Au départ, une note chronologique banale, mais non moins importante. Le même jour, le 1er de la semaine. Autant dire aujourd’hui, comme Luc le répète souvent. Notre aujourd’hui, ce jour même, où nous nous sommes mis en route et rassemblés ici.
Cette fois-là, ils étaient deux à marcher. Deux inconnus, l’un dénommé Cléophas, l’autre sans nom. Ils fuient un lieu de douleur. Ressassent leur vie, s’interrogent, discutent en marchant. Ils pensaient avoir trouvé… Ils espéraient être libérés par lui.
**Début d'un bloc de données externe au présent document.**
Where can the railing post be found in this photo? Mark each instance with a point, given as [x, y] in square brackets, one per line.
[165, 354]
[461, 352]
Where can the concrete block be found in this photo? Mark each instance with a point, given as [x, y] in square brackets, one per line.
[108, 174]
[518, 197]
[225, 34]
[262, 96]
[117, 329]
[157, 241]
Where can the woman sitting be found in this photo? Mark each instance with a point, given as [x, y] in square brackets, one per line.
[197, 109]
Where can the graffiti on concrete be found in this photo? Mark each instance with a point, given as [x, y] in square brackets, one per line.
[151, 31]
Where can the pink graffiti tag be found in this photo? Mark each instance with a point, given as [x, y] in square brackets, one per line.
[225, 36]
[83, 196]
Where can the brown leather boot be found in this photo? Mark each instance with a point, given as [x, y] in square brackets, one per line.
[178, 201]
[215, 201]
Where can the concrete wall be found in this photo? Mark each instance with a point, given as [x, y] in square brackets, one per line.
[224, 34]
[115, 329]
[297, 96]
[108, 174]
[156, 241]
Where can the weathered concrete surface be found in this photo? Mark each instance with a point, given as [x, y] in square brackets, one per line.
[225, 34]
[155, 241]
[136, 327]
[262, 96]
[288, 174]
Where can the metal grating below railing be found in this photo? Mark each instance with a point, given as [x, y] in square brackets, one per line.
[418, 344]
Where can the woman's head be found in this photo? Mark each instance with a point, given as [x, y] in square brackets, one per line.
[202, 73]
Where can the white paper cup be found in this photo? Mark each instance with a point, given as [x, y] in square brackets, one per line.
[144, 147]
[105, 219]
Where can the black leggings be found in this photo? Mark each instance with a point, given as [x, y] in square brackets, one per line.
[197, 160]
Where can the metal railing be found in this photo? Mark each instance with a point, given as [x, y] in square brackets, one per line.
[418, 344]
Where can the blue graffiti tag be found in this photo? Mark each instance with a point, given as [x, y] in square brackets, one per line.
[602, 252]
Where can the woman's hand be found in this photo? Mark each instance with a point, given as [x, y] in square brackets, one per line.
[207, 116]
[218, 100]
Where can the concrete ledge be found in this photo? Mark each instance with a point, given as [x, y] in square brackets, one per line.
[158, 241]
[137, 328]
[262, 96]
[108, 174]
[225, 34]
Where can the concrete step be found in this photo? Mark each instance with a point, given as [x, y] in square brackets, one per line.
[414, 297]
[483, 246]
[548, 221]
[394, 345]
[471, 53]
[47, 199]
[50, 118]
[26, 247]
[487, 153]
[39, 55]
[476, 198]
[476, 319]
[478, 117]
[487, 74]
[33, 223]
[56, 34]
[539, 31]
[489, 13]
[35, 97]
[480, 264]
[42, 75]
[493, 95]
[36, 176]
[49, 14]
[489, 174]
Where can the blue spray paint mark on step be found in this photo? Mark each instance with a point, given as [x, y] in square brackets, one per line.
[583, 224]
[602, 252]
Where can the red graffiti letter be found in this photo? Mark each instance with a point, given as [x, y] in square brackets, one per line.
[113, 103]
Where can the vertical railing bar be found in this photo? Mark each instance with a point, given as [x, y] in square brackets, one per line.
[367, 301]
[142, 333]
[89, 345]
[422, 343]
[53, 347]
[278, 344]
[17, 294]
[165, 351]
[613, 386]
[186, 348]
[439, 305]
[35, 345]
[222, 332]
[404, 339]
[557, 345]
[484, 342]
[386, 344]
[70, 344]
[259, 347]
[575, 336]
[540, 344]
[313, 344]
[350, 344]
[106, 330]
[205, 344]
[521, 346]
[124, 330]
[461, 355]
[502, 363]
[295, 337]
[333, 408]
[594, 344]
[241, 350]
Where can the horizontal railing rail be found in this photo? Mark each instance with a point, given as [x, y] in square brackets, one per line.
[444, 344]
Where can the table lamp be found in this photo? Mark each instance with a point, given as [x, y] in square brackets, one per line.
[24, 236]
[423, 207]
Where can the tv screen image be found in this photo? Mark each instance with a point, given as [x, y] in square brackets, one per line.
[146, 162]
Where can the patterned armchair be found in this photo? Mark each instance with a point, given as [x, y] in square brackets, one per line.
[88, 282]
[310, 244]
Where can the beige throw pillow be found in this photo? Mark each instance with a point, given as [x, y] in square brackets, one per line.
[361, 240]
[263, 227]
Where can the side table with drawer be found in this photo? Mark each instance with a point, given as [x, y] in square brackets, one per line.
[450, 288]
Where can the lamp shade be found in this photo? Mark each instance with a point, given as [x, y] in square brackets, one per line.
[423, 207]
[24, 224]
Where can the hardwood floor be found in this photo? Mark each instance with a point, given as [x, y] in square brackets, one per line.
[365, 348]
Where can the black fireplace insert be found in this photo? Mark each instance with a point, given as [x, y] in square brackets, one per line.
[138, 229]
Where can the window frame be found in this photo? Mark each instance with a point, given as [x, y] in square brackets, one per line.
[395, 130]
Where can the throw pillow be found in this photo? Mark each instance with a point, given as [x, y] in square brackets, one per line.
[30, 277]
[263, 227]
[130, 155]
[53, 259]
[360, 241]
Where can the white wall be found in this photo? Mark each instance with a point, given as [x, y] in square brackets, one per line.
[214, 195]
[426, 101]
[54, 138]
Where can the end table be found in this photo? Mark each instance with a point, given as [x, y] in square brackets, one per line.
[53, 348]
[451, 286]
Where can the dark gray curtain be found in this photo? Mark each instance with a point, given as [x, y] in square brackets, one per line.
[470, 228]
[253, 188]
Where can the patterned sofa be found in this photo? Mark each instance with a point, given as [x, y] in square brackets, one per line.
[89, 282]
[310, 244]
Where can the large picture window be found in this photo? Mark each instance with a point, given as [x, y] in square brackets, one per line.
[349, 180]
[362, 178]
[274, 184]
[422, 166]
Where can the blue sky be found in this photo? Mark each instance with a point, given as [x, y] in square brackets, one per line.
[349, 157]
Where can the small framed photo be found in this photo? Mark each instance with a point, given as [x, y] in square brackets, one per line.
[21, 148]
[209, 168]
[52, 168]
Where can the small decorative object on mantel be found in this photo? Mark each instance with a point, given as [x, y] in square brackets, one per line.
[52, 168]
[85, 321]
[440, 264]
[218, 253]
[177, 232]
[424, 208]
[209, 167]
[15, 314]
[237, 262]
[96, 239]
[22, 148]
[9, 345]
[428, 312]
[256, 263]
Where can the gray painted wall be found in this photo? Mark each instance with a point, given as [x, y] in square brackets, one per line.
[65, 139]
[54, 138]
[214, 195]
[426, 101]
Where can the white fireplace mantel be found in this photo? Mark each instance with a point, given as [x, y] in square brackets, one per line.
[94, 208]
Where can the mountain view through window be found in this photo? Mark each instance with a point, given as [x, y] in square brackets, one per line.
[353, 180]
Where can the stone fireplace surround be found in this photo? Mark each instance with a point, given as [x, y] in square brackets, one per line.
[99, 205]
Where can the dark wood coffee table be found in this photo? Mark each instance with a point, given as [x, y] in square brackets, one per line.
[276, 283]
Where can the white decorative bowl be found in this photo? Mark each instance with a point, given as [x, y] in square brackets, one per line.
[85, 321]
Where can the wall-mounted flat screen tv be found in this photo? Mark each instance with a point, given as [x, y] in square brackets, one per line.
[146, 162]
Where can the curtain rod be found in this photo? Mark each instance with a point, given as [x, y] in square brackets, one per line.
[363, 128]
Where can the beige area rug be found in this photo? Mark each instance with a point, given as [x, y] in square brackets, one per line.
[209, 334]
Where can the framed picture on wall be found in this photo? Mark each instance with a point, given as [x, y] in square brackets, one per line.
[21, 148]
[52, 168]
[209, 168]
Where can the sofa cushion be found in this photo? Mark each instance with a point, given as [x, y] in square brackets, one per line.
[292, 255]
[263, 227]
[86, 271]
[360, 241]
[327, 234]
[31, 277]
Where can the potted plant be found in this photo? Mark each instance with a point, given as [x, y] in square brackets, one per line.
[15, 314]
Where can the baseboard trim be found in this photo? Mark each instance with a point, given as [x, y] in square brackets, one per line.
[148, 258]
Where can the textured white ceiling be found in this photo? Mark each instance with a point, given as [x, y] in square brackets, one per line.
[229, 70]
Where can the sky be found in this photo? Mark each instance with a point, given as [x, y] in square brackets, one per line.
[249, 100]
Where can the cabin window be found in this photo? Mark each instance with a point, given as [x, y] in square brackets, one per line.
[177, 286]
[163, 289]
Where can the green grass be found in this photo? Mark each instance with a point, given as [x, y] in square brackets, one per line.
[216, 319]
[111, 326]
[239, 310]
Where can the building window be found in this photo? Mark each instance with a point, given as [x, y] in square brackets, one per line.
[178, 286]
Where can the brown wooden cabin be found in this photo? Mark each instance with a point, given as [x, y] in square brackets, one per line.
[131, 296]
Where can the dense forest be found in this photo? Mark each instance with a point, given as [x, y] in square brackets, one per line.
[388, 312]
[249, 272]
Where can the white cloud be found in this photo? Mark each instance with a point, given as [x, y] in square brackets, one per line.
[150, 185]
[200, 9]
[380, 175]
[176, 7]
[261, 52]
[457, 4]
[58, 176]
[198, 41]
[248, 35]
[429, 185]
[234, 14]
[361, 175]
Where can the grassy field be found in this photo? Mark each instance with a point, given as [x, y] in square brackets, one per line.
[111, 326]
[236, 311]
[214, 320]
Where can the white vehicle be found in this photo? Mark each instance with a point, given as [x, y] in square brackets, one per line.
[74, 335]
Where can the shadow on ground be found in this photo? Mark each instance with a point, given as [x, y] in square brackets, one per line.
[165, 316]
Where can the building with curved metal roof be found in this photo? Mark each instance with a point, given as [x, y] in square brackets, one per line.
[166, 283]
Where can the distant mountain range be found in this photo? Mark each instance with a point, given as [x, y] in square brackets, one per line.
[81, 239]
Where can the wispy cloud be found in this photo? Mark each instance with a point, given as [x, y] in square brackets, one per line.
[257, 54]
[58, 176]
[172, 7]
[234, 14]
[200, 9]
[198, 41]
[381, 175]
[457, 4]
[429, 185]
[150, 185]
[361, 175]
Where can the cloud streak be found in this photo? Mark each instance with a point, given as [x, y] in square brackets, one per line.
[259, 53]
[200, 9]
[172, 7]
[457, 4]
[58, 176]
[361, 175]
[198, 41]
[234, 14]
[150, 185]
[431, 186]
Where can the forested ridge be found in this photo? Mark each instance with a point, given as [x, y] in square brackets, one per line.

Nous voici de pair avec eux. Cherchant le sens de ce que nous sommes, faisons et endurons. Ce qui nous libérera du superficiel, donnera du poids, de la solidité à notre vie. Plus le temps passe…, plus la route s’allonge…, plus lourdes sont nos questions.
Comme les leurs, nos yeux s’aveuglent. Chargés de peines et d’inquiétudes pour l’avenir du monde, de l’Église, de nos familles. Chargées peut-être de déceptions et d’amertumes, d’échecs, de misères et de fuites. Enfermés dans la mort, fermés à la vie.
Voilà pourquoi nous prenons ensemble la route de Pâques semaine après semaine. Pour nous éveiller à la présence du Vivant qui marche avec nous. Il prend sur lui nos fragilités. Qui nous porte, quand ce qui arrive menace d’épuiser ou d’écraser notre peu foi.
Aujourd’hui encore, il nous ouvre la Parole. D’aussi loin que Moïse et les Prophètes, elle nous redit la tendresse du Père, la force de sa miséricorde impartiale. Elle nous montre le Fils, l’Agneau sans tache, amour donné sans mesure pour guérir notre vie, la rendre féconde, l’élargir jusqu’en vie éternelle.
Par l’Esprit qu’il nous donne, le Ressuscité nous fait non seulement redire avec Pierre le psaume qui chante sa victoire sur le mal et la mort. Lui-même, il le prie en nous, pour nous délivrer de toute tristesse. « Garde moi mon Dieu… avec toi, je suis inébranlable… tu m’apprends le chemin de vie… joie éternelle ! »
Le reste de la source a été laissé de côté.